The transfer of power to a new generation of leaders in many of the region’s monarchies has brought a renewed emphasis on women’s rights in those countries. New generations have come to power in Bahrain, Jordan, Morocco, Oman, Qatar, and Syria over the past few years. This new generation was educated in the West and has shown a commitment to women’s rights and reforming social codes. Many of these leaders have remarked on the need to improve the status of women as an integral part of national economic development. As they begin to expand democratic institutions in their nations, women’s civil society groups will have new opportunities to push for reform and representation in government.

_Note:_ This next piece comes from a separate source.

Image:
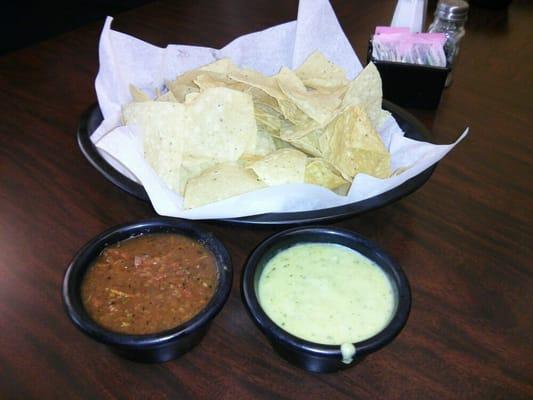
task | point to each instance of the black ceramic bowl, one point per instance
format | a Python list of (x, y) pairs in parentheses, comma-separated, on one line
[(162, 346), (312, 356)]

Three approaches have been suggested for studying development and women in the international development literature. The first approach, women in development (WID), emphasizes the need for women’s participation in development projects. WID programs seek to increase the number of women in conventional development approaches. The second approach, women and development (WAD), seeks to isolate specific development concerns of women and build programs around those needs. WAD programs tend to emphasize household concerns such as clean drinking water, piecework, and improving public services for women. The third approach, gender and development (GAD), sees development as constitutive of women’s role in public life. GAD projects seek to examine the impact of economic development on women’s roles in society and challenge those norms that restrict women’s opportunities. For instance, a GAD project may seek to move women outside of the private sphere and into the public workplace. Most development programs in the Arab region utilize WID and WAD approaches.

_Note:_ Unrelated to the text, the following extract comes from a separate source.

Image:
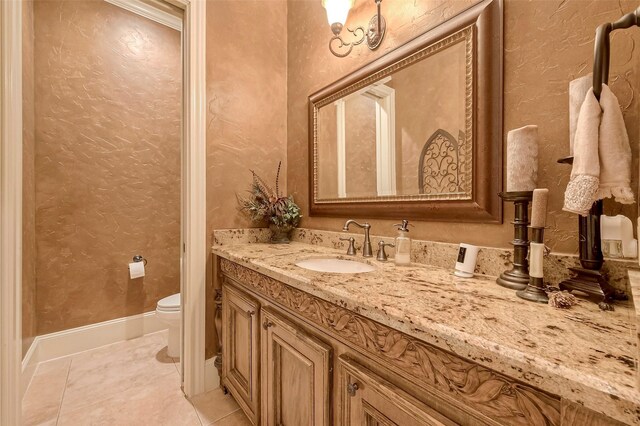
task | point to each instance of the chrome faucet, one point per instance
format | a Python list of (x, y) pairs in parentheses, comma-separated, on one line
[(367, 251)]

One of the critical elements of women’s roles in public life in the Arab region is the status of Islamic law (Shari’a) in a nation. With the exception of Tunisia, all nations in the region determine the personal status of women based on Shari’a. Nations have different interpretations of Shari’a, which leads to substantial regional variation in personal status laws. Many of the governments that have ratified the CEDAW have submitted reservations for areas where the Convention conflicts with Shari’a. Reports filed by these nations on their progress in implementing the Convention demonstrate that several have taken action to reform the domestic Shari’a to increase women’s status in public life. This suggests the possibility that both Islamic law and international human rights standards can be respected in the creation of Islamic personal status laws in the Arab region.

Many nations in the Arab region have shown a strong commitment to providing education for women. Illiteracy rates have declined substantially in a number of nations. This emphasis on education will benefit women in two important ways. First, evidence indicates that higher levels of education help to reduce fertility rates. This will reduce the pressures of unemployment and political instability that high population growth has created in the region. Education also produces a skilled workforce, which will help Arab nations in developing internationally competitive industries.